Was blocking installed behind the drywall so the cabinets could be secured properly?
How long was the cabinet run?
How many screws were installed?
What was the length of the screws?
Did they have an integrated washer?
Cabinet installation is more than the number of fasteners.
Ron


----------



## beerdog (Dec 10, 2008)

Are the cabinets on some type of hanger at the top?


----------



## sausagefingers (Nov 16, 2008)

They should have done the opposite on most of those and put 2 at the top inside and one at the bottom. If the cabinet were going to fall the top would topple over the bottom, it's sort of a cantilever. And really just a couple or few to screw them together at the face frame would be good. That's all assuming they hit studs.


----------



## Just Bill (Dec 21, 2008)

As suggested above, the screws MUST be in studs or blocking behind the drywall. And there should be as many screws as they can hit studs, especially at the top Cabinets usually only have reinforcement at the top and bottom, so screws in the middle of the cabinets don't really do anything.

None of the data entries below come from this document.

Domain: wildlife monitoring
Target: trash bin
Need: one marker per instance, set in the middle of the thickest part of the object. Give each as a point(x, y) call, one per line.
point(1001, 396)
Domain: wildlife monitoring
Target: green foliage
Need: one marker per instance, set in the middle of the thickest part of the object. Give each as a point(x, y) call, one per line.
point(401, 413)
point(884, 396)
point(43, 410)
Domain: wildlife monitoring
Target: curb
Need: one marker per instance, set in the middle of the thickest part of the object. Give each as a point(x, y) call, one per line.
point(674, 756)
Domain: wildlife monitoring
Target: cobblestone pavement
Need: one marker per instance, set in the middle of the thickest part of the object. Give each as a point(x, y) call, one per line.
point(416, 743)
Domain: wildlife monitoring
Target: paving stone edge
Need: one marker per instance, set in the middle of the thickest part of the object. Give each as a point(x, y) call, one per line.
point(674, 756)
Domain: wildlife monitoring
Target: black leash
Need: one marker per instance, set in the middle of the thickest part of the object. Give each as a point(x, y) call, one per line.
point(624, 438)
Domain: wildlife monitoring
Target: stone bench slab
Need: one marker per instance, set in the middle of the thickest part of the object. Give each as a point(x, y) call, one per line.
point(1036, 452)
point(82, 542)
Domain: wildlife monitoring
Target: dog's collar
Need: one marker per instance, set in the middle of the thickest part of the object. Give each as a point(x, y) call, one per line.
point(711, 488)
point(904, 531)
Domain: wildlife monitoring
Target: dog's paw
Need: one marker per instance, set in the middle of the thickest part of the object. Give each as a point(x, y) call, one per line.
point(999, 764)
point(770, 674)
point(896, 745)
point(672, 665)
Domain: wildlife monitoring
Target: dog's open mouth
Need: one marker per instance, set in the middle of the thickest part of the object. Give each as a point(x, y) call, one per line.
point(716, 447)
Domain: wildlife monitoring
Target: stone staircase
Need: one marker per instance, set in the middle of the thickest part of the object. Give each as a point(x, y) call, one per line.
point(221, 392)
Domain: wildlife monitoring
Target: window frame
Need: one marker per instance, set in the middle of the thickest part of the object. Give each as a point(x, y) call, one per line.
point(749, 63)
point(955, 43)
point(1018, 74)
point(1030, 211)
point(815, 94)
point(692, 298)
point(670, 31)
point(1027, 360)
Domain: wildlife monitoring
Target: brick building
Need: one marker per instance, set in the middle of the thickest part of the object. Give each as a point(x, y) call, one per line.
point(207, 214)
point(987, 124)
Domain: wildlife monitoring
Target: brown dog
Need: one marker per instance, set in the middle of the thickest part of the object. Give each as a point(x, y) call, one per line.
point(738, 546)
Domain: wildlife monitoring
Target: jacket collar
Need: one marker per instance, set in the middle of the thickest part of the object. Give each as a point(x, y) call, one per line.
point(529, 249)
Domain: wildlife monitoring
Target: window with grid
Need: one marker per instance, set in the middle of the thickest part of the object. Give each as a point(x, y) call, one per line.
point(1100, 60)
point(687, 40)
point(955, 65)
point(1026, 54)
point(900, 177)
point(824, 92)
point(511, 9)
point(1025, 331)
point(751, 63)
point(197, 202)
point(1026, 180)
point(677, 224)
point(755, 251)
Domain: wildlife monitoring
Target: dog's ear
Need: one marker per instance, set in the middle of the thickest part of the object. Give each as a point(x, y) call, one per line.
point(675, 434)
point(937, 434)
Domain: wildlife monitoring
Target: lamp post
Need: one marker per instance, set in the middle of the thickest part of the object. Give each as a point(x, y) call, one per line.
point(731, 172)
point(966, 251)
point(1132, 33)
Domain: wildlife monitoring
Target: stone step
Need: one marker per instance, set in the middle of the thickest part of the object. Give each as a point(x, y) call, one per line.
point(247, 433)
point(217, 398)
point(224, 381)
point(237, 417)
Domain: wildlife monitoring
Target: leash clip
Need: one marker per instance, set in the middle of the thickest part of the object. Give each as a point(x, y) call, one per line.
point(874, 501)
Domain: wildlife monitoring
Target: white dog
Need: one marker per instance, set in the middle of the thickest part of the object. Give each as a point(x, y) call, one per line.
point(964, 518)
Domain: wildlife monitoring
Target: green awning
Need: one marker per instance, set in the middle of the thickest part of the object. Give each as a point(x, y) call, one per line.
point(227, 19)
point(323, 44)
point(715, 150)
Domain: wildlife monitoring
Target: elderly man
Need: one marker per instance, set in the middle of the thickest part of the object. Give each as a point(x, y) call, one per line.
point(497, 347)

When installing cabinets, I always find and mark out studs before installing the cabinets. I use 2 1/2-3" cabinets screws, NOT drywall screws.


----------



## SDC (Feb 18, 2009)

Are you sure there are no screws at the top...above the cabinet in the top??









I rarely install cabinets with the screws visible on the inside if i can help it....I try to install them at the top here, then the soffit and crown will hide them. 

Also, it is a system, all the cabinet will be screwed to each other, it is the total amount of screws...

Also all that "Just Bill" said...:thumbup:


----------



## cfreak (Dec 20, 2010)

Thanks for all reply.

My wall is a concrete block and has a window (Probably 6-7' wide and 4-5' tall). They put wood frame (Like 2x3 or something but not 2x4) and studs over this window (with our remove it). They didn't screw it on the window trim though but tighten the frame by hammering the stud to stand it up. It is very strong though, I tried to pull it all I got. 

What happened was that this make this area of the wall higher than the concrete wall after they put drywall on. So when they put the cabinet they cannot screw cabinets into the concrete wall. They only screw cabinets to those stud and frame except 36" cabinet at left end and corner cabinet at the right end.

The screws are on the bottom and middle of the cabinet. They didn't screw it on top of the frame. I don't think they use that long 2 1/2" screw, but probably close to 2".

But so far, it's very strong. I might be over worry but still would like to make sure that I won't fall down when I am cooking. 

Thanks a lot.


----------